« Au nom de Dieu, vous serez tous guéris »

Publié le 23 septembre 2007 Lecture : 2 minutes.

Un mois après avoir annoncé, en janvier 2007, pouvoir guérir le sida, le chef de l’État gambien Yahya Jammeh faisait déjà une victime. Parce qu’elle a osé exprimer tous les doutes que lui inspire la « trouvaille » thérapeutique présidentielle contre la pandémie, la Zimbabwéenne Fadzai Gwaradzimba Oblide, représentante de l’ONU en Gambie, a été sommée, le 27 février, de plier bagage. Le numéro un gambien n’apprécie pas les critiques dont fait l’objet son cocktail-miracle. D’autant que celui-ci aurait été analysé et approuvé par un laboratoire sénégalais. Dixit le docteur Jammeh.
Lancé à grand renfort de spots publicitaires, passant en boucle sur les radios et les télévisions, le « remède-miracle » serait composé de sept plantes médicinales dont tout le monde ignore jusqu’au nom. Le 21 février, devant les caméras du monde entier, le chef de l’État s’est livré à une « séance de travail » durant laquelle on le voit enduire le corps de plusieurs malades d’une mixture verdâtre tout en récitant des versets du Coran. « Au nom de Dieu, dans trois à trente jours, vous serez tous guéris », assure-t-il à ses patients.

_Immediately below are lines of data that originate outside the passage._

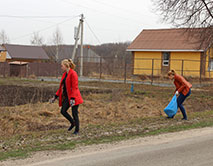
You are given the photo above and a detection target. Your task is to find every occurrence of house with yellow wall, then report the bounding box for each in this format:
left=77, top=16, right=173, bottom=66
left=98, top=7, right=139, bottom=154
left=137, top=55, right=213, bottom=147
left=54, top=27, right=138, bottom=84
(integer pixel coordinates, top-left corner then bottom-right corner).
left=127, top=28, right=213, bottom=78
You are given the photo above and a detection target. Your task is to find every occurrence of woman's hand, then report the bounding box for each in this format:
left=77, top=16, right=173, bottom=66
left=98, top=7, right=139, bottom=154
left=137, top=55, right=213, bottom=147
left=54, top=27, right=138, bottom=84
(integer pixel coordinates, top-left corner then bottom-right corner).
left=70, top=98, right=75, bottom=107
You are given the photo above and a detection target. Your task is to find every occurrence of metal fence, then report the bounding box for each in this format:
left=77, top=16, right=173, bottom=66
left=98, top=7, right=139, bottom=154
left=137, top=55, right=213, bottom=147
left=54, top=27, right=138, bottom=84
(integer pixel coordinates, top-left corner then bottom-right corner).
left=0, top=57, right=213, bottom=84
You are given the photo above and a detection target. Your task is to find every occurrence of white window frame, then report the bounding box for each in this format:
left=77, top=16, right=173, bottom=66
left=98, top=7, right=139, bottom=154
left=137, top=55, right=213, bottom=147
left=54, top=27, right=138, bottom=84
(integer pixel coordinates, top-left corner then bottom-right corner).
left=163, top=52, right=170, bottom=66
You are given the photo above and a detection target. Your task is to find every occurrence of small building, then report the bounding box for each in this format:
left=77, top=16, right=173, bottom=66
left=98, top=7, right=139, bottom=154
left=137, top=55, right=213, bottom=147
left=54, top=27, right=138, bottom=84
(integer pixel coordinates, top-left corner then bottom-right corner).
left=0, top=44, right=49, bottom=76
left=127, top=28, right=213, bottom=78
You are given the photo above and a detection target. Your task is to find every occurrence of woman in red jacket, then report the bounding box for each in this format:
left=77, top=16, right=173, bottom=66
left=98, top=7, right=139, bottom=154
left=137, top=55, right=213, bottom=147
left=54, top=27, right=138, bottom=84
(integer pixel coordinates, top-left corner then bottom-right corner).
left=168, top=70, right=192, bottom=120
left=51, top=59, right=83, bottom=134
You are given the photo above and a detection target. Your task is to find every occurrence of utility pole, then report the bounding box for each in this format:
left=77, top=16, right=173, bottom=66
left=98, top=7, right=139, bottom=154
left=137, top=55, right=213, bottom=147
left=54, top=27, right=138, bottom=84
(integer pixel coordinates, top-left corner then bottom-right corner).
left=72, top=14, right=84, bottom=76
left=80, top=14, right=84, bottom=76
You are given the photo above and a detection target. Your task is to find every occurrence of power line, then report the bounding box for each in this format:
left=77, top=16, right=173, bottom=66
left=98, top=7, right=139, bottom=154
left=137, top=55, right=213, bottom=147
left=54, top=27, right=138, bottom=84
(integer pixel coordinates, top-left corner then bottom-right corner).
left=12, top=15, right=80, bottom=40
left=85, top=20, right=101, bottom=44
left=0, top=15, right=80, bottom=19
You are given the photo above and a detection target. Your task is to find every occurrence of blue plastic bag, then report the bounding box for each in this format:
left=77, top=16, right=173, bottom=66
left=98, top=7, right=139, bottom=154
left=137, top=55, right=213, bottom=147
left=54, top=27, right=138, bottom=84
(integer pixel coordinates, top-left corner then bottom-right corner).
left=164, top=95, right=178, bottom=118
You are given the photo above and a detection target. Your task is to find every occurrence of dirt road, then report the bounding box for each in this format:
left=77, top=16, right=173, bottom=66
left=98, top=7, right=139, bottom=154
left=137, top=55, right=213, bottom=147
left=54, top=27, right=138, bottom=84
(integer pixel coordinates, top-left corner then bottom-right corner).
left=0, top=128, right=213, bottom=166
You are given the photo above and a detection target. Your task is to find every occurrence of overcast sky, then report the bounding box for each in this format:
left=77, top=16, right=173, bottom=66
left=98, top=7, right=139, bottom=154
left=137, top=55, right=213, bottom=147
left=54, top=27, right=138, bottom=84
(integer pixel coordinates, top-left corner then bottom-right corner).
left=0, top=0, right=170, bottom=45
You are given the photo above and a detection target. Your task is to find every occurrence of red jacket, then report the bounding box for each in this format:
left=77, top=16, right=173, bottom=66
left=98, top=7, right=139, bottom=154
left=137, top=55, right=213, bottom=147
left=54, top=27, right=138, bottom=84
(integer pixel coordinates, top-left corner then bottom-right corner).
left=56, top=69, right=83, bottom=106
left=174, top=74, right=192, bottom=96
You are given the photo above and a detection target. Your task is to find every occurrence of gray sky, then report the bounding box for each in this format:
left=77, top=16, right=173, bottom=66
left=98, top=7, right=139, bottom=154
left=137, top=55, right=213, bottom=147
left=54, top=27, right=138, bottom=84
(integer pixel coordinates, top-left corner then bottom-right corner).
left=0, top=0, right=170, bottom=45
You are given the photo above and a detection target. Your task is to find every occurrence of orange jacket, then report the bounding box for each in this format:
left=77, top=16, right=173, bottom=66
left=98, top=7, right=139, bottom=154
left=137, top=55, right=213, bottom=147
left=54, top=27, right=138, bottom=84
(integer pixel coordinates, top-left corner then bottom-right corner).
left=174, top=74, right=192, bottom=96
left=56, top=69, right=83, bottom=106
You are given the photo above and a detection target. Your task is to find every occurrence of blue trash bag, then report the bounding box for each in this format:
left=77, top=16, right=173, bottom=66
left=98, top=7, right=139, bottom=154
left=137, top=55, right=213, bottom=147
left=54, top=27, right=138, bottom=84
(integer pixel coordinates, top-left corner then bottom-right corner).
left=164, top=95, right=178, bottom=118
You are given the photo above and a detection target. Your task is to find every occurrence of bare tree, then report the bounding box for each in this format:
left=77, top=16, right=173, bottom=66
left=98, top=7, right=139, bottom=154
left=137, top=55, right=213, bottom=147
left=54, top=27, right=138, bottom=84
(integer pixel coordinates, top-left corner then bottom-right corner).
left=0, top=30, right=10, bottom=44
left=53, top=28, right=63, bottom=61
left=152, top=0, right=213, bottom=48
left=30, top=32, right=44, bottom=46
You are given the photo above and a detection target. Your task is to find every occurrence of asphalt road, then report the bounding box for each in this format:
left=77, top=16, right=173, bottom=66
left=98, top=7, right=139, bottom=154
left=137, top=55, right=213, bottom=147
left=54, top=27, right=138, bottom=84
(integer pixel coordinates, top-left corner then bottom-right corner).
left=27, top=132, right=213, bottom=166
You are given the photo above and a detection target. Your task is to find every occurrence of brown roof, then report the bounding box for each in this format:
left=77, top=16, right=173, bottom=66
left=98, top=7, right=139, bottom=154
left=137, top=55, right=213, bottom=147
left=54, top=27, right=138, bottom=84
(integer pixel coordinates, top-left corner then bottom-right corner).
left=127, top=28, right=209, bottom=51
left=4, top=44, right=49, bottom=60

Depuis la diffusion de ce que d’aucuns ont qualifié de « pantomime théâtrale » et de « mascarade », des malades affluent de tout le pays, où le taux de prévalence du VIH a atteint environ 2 %, pour se rendre à la clinique privée du président, où l’on prescrit le « remède » gratuitement. En quelques semaines, plus de quatre-vingts personnes séropositives avaient suivi le traitement. Dont dix, selon le ministre de la Santé gambien, le docteur Tamsir Mbowe, ont été « guéries ». Tandis que chez dix-sept autres, le virus avait pratiquement disparu de leur organisme Mais le ministre peut-il dire autre chose du remède de son patron ?
La poudre de perlimpinpin du docteur Jammeh porte en tout cas un coup fatal au difficile travail de sensibilisation mené par certaines ONG auprès de la population. Les praticiens et les agences internationales spécialisées dans la lutte contre le sida craignent que le traitement rétro-viral ne soit abandonné au profit d’une méthode pour le moins fantaisiste. L’Onusida et l’Organisation mondiale de la santé (OMS), pour leur part, ont tiré la sonnette d’alarme, alerté l’opinion publique et répété à l’envi que les « remèdes à base de plantes ne pouvaient pas remplacer un traitement global ni la prise en charge des personnes vivant avec le VIH ». Mais le président gambien n’en a cure : « Je guéris le sida et je n’ai aucune explication à donner à ceux qui ne croient pas ce que je fais, et encore moins à l’Occident. » Un entêtement qui n’est pas sans rappeler la ministre sud-africaine de la Santé Manto Tshabalala-Msimang, qui, forte de l’appui quasi indéfectible du président Thabo Mbeki, soutenait contre vents et marées qu’une potion à base d’ail, de citron et de jus de betteraves permettait d’éradiquer le virus en seulement trois jours.
Si Manto Tshabalala-Msimang a moins voix au chapitre dans son pays, le Docteur Mabuse, lui, persiste. Et ne compte pas en rester là. Le 24 août, il a reçu dans sa ville natale de Kanilai (à l’ouest de Banjul) cinquante-cinq malades souffrant d’hypertension à qui il a administré des médicaments à base d’herbes. Ce même mois d’août, Jammeh a annoncé qu’il préparait un traitement qui pourrait guérir le cancer d’ici à la fin de l’année 2007 De quoi faire tousser la communauté scientifique. Une fois de plus.